Apparently, then, we may conclude that deception in some form is, so far as any one thing can be, the basic object of satire, or at least is so considered by those who reflect upon it. But we must admit here as elsewhere that to recognise a phenomenon is easier than to account for it.

Not that it is difficult to account for the deception itself. No instinct is more fundamental and irresistible than that of concealment. The primary fear of molestation or harm in which it originates becomes, in a social state of sophistication and artifice, fear of exposure. With increased development, such complex and opposing factors as pride and shame, avarice and generosity, ostentation and modesty, lead us to hide things. We hide all sorts of things, good and bad; faults, virtues, deficiencies, accomplishments, hoardings, and charities. We hide from ourselves as well as from others. The left hand is as a rule not on terms of confiding intimacy with the right, whether it is scattering seeds of kindness or getting into mischief. In the mental realm the same trick of camouflage prevails. Out of spiritual cowardice we conceal from ourselves the disturbing facts of life, and purchase optimism at the easy price of sentimentalism.

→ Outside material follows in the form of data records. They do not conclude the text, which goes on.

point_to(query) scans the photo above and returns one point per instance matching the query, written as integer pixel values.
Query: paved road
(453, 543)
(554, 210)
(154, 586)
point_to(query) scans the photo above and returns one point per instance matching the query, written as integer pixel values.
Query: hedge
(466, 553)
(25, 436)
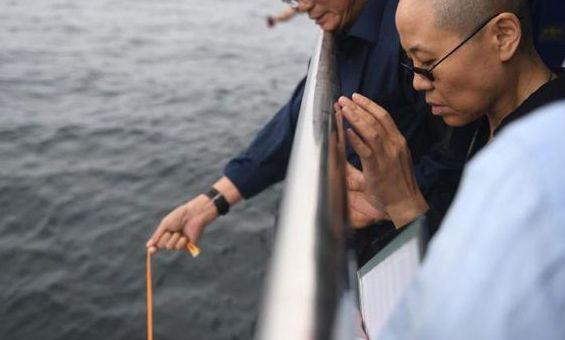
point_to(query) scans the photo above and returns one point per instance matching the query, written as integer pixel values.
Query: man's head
(478, 75)
(332, 15)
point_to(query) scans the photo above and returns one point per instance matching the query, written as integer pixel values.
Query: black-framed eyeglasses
(427, 72)
(292, 3)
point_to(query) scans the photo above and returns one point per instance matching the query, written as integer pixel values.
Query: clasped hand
(390, 183)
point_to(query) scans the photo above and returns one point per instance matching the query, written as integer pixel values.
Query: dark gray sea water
(112, 112)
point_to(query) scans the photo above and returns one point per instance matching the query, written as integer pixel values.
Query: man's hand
(187, 222)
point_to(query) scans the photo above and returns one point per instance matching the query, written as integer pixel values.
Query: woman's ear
(507, 32)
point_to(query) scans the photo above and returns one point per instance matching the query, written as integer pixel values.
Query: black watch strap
(219, 201)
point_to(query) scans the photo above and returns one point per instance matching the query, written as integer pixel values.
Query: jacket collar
(368, 23)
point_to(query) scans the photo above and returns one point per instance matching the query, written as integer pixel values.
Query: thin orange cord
(194, 251)
(149, 298)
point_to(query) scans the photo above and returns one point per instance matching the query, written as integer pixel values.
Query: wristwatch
(219, 201)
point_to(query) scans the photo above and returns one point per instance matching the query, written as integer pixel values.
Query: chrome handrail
(309, 288)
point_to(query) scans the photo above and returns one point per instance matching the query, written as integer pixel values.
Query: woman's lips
(438, 109)
(320, 20)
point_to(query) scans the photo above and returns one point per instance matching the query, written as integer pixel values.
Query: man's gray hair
(463, 16)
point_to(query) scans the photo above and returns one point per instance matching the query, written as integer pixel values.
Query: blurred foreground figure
(506, 280)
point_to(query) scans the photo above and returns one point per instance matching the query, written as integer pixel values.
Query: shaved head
(463, 16)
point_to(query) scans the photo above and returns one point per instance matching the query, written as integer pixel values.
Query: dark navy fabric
(368, 57)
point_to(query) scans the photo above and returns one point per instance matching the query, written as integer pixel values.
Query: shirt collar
(367, 25)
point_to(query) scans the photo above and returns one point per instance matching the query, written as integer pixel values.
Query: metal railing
(309, 288)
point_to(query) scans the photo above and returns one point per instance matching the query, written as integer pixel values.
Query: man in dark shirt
(368, 57)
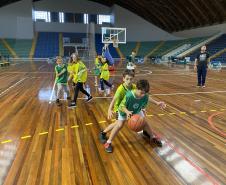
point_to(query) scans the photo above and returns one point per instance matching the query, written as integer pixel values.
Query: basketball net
(115, 43)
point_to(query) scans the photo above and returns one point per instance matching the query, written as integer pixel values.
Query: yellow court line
(172, 113)
(150, 115)
(161, 114)
(6, 141)
(183, 113)
(102, 121)
(74, 126)
(193, 112)
(42, 133)
(25, 137)
(213, 110)
(60, 129)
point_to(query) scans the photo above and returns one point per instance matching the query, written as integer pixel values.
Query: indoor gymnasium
(121, 92)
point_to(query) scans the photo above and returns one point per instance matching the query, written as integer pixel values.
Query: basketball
(136, 123)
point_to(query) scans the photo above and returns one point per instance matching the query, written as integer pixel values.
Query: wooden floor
(41, 143)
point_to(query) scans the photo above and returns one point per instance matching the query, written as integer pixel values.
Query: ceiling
(170, 15)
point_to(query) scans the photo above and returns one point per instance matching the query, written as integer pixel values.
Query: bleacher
(4, 51)
(47, 45)
(146, 47)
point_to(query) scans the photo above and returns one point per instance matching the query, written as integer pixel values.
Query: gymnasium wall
(16, 20)
(139, 29)
(201, 32)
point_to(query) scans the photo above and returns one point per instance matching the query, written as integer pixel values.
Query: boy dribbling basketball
(134, 102)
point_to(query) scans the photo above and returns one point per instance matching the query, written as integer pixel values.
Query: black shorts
(116, 115)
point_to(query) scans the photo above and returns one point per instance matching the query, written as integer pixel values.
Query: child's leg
(102, 84)
(59, 89)
(107, 83)
(76, 91)
(115, 130)
(83, 90)
(153, 138)
(66, 89)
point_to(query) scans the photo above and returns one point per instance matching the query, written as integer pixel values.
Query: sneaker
(58, 102)
(72, 105)
(102, 137)
(108, 147)
(146, 134)
(89, 99)
(157, 141)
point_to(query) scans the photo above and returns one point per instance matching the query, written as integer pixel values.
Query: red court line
(222, 133)
(199, 169)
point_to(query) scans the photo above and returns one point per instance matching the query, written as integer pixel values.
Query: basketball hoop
(115, 43)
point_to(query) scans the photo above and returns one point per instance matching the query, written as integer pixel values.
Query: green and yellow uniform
(132, 103)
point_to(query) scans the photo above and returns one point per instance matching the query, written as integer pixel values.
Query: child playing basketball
(61, 79)
(134, 102)
(97, 68)
(79, 78)
(105, 75)
(118, 97)
(131, 63)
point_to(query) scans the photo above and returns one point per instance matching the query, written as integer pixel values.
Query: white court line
(53, 89)
(12, 86)
(169, 94)
(216, 79)
(172, 94)
(41, 67)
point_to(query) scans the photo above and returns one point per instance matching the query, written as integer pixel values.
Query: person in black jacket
(201, 65)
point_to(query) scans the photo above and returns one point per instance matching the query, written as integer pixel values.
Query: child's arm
(62, 72)
(128, 113)
(110, 112)
(159, 103)
(122, 107)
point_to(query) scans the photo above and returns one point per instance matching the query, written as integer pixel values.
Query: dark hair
(128, 72)
(143, 85)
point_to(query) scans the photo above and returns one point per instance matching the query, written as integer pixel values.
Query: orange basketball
(136, 123)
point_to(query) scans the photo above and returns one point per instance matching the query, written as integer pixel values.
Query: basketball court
(42, 143)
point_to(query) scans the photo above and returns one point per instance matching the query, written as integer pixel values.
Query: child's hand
(110, 114)
(129, 114)
(162, 104)
(144, 111)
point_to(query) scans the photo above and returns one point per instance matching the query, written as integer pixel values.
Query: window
(61, 17)
(86, 18)
(43, 16)
(104, 18)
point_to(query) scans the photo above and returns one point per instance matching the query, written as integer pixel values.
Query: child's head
(59, 60)
(74, 57)
(128, 76)
(104, 60)
(203, 48)
(143, 88)
(133, 53)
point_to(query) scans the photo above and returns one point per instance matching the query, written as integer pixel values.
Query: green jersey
(132, 103)
(120, 93)
(63, 77)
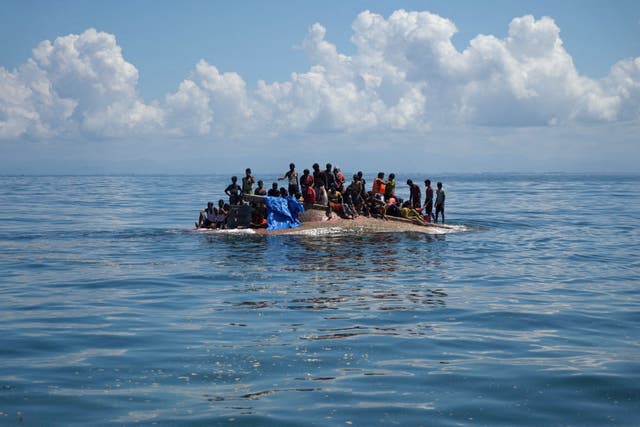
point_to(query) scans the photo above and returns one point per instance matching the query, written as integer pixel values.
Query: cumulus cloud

But just why this ubiquitous habit should be the peculiar province of the satirist, is another psychological problem; and as such, is best reached through a psychological solution. Why is there about deception something inherently repugnant and at the same time automatically amusing? Why is our incorrigible human predilection for belonging to the Great Order of Shams equalled only by our incorrigible human predilection for joyous exposure of others? The game seems to be mutual and perpetual, and the honors about even.

The repugnance undoubtedly comes less from a noble devotion to truth than from the dislike we all have of being deceived. Nothing do we discover with more exasperation, and admit with more reluctance than the fact that we have been fooled or hoodwinked. It is an experience that fosters present irritation and future distrust; but one which, from its very nature, demands the retort ironic rather than the lofty indignation accorded to an open injury. Most emphatically “We all hate fustian and affectation,” and any knavish trickery, especially in others.

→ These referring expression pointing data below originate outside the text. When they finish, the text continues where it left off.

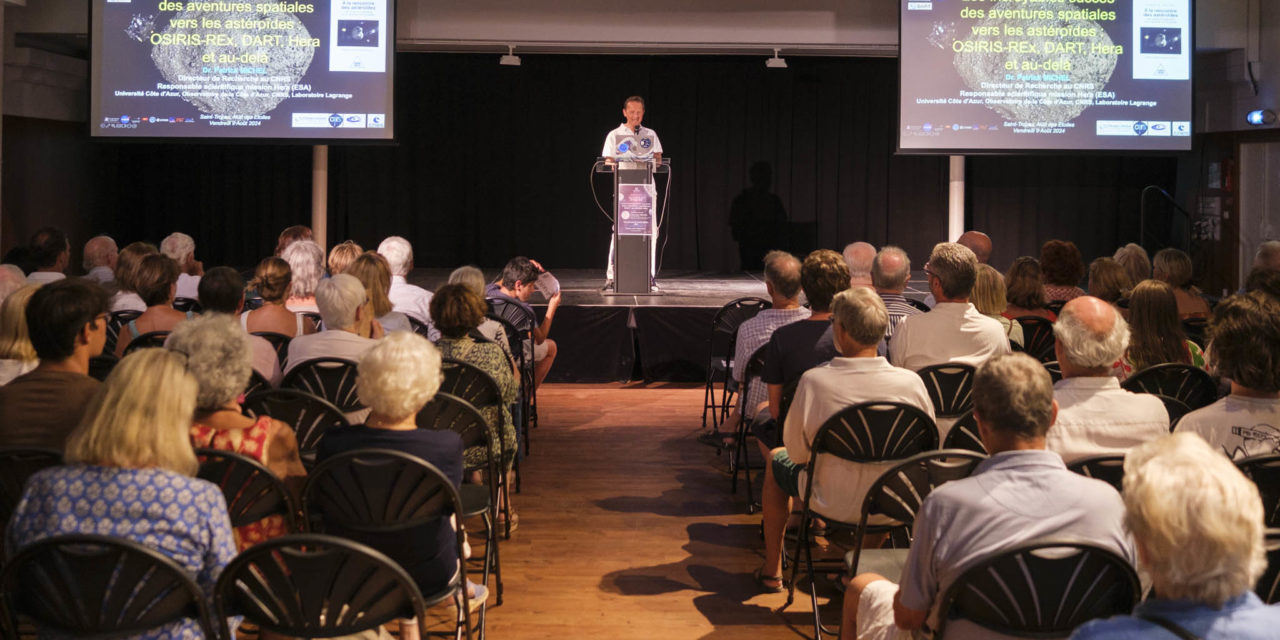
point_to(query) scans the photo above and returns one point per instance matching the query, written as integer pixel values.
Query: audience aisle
(627, 528)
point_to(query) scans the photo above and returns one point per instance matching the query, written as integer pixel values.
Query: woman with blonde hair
(273, 280)
(128, 474)
(17, 353)
(219, 356)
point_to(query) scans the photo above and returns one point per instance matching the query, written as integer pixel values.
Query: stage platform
(664, 337)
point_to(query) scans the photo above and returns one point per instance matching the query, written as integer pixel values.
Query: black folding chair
(312, 585)
(382, 492)
(1265, 472)
(332, 379)
(1109, 469)
(17, 465)
(309, 415)
(252, 490)
(100, 586)
(1041, 589)
(721, 353)
(1038, 338)
(864, 433)
(1183, 388)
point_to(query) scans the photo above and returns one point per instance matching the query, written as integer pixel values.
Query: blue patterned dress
(179, 516)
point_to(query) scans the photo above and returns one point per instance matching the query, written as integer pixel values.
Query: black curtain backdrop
(493, 161)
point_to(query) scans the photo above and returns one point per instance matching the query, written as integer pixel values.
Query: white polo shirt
(1097, 417)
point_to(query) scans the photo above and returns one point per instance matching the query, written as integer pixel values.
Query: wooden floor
(627, 528)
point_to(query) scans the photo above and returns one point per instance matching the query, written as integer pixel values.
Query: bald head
(977, 242)
(859, 257)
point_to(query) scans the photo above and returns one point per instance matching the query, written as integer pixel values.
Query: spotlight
(1261, 117)
(511, 59)
(776, 63)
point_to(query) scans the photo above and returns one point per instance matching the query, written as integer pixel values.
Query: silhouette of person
(757, 219)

The amusement arises from the triumph of frustrating this attempt at deceptive concealment, intensified by the pleasure in perceiving an incongruity—in this case, between the assumed and the actual—which is the essence of humor.[51] The zest lies in the endless sport of hide and seek, veiling and unveiling, blowing bubbles and pricking them, which is exhilarating through the play of wits and the fun of outwitting.[52]